The government’s plan to turn parts of the London 2012 Olympic Park into a hub for technology companies is flawed, Huddle’s CEO Alastair Mitchell has told CBR.
As part of the government’s Tech City initiative, plans were made to turn the press and media centre into an "accelerator" space for start-ups, providing office space and mentorship to help UK companies develop. Prime minister David Cameron also wanted to entice major international companies to the area, he said.
However that part of the initiative has received a fair bit of criticism. Recently, a report said the focus on expanding the existing hub from Shoreditch out to Stratford, Hackney Wick and the Olympic Park could have negative consequences. The report, by think tank Centre for London, said the initiative risks losing its primary focus if its attention is shifted further east.
Huddle’s co-founder and CEO, Alastair Mitchell, agrees.
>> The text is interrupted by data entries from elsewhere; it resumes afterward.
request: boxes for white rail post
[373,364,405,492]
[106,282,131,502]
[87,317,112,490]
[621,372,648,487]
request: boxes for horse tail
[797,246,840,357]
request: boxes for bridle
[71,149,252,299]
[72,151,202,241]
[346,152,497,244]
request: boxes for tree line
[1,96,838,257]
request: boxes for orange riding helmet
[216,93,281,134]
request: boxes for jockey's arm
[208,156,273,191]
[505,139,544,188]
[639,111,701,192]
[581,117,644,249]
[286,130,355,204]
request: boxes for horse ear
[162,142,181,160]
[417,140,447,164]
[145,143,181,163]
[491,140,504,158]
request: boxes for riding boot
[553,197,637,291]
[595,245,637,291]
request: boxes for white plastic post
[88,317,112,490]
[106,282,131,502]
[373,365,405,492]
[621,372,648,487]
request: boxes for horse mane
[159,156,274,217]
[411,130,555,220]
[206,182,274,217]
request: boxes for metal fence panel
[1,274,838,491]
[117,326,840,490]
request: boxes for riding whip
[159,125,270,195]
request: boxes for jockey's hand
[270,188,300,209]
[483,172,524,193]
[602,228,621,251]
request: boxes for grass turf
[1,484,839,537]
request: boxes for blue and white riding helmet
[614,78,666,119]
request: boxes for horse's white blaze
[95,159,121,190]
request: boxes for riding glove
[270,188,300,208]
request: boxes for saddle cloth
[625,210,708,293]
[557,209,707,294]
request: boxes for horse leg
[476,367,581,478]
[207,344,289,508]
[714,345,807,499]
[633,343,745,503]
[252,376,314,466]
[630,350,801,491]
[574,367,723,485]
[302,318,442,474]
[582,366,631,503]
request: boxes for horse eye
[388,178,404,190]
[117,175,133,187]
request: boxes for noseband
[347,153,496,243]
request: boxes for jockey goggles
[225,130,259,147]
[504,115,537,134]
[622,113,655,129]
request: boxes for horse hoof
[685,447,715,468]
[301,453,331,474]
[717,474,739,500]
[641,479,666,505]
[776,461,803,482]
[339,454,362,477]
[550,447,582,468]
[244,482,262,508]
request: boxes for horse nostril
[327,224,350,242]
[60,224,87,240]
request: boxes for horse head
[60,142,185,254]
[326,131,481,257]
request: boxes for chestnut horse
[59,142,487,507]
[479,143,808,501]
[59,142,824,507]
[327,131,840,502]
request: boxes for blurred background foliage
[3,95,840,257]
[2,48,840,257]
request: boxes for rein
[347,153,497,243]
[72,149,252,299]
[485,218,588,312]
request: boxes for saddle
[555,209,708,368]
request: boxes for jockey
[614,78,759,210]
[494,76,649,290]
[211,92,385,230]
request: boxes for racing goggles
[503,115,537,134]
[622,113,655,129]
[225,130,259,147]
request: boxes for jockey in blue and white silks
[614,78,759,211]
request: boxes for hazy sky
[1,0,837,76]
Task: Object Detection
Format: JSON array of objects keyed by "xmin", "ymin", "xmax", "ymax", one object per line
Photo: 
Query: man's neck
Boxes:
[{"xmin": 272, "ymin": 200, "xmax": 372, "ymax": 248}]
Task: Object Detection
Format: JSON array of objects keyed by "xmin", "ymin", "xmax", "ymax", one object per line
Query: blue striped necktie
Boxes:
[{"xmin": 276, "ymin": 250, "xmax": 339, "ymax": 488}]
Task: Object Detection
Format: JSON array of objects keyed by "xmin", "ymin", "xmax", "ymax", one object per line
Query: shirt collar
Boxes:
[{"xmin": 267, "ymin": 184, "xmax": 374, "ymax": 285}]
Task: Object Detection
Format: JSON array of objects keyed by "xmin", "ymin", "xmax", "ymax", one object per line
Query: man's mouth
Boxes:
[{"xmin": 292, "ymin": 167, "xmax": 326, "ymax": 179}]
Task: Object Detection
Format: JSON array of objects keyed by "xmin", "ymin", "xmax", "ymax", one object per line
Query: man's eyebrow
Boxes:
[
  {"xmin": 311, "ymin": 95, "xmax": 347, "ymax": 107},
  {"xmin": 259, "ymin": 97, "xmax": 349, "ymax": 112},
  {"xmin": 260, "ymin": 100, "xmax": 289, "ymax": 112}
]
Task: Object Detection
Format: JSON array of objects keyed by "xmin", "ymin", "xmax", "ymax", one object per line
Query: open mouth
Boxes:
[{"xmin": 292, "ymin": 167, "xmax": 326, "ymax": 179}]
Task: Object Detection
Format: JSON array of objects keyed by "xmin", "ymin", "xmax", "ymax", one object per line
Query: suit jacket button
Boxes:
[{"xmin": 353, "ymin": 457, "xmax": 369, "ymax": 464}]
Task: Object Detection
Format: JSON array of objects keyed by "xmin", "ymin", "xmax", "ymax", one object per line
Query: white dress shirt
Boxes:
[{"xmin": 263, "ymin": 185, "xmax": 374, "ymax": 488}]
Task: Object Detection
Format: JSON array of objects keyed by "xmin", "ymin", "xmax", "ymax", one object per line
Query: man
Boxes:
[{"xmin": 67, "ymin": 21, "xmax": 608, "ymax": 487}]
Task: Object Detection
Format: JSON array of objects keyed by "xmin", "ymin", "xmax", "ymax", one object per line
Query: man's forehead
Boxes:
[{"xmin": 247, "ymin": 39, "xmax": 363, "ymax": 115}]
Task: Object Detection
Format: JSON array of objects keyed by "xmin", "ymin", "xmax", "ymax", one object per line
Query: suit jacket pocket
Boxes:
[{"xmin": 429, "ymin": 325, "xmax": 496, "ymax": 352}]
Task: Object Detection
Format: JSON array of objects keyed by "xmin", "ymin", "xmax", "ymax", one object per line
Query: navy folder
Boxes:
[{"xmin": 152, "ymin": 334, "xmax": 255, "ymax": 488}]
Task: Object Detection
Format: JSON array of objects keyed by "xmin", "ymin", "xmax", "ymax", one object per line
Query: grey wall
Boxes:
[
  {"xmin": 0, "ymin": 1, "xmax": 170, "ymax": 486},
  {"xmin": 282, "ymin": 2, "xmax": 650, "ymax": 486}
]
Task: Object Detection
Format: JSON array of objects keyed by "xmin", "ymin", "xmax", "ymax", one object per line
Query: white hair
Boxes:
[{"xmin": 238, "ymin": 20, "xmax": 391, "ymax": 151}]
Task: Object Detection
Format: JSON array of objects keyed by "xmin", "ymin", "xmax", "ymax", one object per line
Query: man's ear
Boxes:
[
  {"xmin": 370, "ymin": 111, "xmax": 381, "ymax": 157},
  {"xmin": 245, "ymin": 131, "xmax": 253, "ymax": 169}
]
His company is based right in the heart of Shoreditch, with offices overlooking the Old Street roundabout, which has given the area its Silicon Roundabout moniker.
"It’s great that it’s provided a spotlight in the tech industry but it is aimed wrong," he told CBR. "I know they are trying to build initiative after the games and they will be successful in some ways but it will be like a big office park."
It is telling that Google recently opened its Campus right in Shoreditch rather than any closer to the Olympic Park, Mitchell said. "There will be some big tech companies there, like Microsoft is in Victoria. But that doesn’t mean Victoria is the tech hub of London," he added.
However there are some positive aspects of the plan, Mitchell said. "Hopefully the area from here to the Olympic Park will become more of a stretch that will rival Reading and the M4 corridor. That would be great – an alternative M4 corridor, with the start-ups here and the big companies up in the Park," he said.
In fact, Huddle is close to hitting the capacity of its current office space and will be looking to move in the not too distant future. The cloud collaboration company will definitely be staying in the area though.
There are similarities between Shoreditch and Silicon Valley, he says, although obviously London’s scene is on a much smaller scale. "In the Valley all the coffee shops are filled the tech people," he said. "Now here people tweet to me saying they are having a coffee in the shop across the road and can see me at my desk. There is a real scene here and people are talking about it."